What is the age of the Earth is time does not exist?

Robert asked:

What is the age of the Earth if time does not exist?

Answer by Geoffrey Klempner

This is a nice question, which illustrates the difference between a metaphysical proposition and an empirical or mundane claim.

If it is a metaphysical truth that time does not exist, or is ‘unreal’ as McTaggart argued in The Nature of Existence (1921-7), then there is no past or future, nothing is young or old, time does not pass. Does that mean that everything remains the same? No, because ‘remaining the same’ itself implies temporal distinctions. The houses outside my window remain the same while the clouds move.

A similar point could be made about the size of the Earth if matter and the physical universe do not exist, as Berkeley claimed in his philosophy of immaterialism. From a metaphysical standpoint, there are no ‘material’ objects. All reality exists as ideas in the mind of God.

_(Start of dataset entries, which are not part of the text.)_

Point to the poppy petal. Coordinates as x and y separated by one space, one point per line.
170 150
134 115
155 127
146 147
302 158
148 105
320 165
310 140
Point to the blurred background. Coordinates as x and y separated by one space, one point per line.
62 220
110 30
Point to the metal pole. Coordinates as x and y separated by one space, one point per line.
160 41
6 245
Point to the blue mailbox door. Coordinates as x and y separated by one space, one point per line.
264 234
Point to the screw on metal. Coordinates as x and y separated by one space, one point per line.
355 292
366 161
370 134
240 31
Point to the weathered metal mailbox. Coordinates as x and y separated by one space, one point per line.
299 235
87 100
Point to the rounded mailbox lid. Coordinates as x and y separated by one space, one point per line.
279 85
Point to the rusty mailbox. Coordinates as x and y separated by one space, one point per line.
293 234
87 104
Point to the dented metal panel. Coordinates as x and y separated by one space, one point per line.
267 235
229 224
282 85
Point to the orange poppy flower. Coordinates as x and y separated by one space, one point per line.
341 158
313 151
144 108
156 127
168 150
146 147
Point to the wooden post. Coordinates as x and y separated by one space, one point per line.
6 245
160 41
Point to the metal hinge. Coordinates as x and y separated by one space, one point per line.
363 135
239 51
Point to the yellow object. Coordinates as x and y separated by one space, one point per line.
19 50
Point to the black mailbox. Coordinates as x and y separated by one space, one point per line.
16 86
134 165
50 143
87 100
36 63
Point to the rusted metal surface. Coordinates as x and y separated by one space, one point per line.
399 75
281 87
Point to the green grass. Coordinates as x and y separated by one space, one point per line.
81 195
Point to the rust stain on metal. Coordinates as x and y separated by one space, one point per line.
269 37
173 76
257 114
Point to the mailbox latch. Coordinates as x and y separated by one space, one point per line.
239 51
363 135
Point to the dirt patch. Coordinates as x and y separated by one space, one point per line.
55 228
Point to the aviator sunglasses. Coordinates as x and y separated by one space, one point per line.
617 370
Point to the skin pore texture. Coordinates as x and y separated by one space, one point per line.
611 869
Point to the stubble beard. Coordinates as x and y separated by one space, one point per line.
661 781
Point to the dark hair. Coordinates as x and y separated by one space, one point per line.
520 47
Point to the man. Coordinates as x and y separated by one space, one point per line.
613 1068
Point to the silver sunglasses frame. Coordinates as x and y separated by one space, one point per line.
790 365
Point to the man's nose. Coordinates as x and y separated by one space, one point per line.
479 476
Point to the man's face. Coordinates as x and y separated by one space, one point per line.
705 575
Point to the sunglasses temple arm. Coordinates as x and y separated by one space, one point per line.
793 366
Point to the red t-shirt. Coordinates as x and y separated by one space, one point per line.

Yet the world of our experience exhibits differences of physical size and mass ‘as if’ there were material things.

Even for a McTaggart, there are mundane or empirical truths which are unaffected by one’s metaphysical theory. ‘It’s now time for tea,’ as the tea lady knocks on the door of the philosopher’s study and McTaggart takes a break from writing his great metaphysical treatise. In these terms, the Earth has an age whether metaphysically time is real or not.

In the heyday of Oxford philosophy, this double stance was regarded with great suspicion. J.L. Austin put the point succinctly in the context of theories of perception: ‘There’s the bit where you say it and the bit where you take it back’ (Sense and Sensibilia, 1962).

Would Austin similarly complain that my desk top is solid wood but also from the point of view of fundamental physics mostly empty space? It seems a perfectly reasonable thing to say. Depending on one’s interests — which include theoretical interests from physics, or metaphysics, or some other way of describing the world — the properties we attribute to things vary. The very meanings of the words we use vary. I don’t have a problem with that.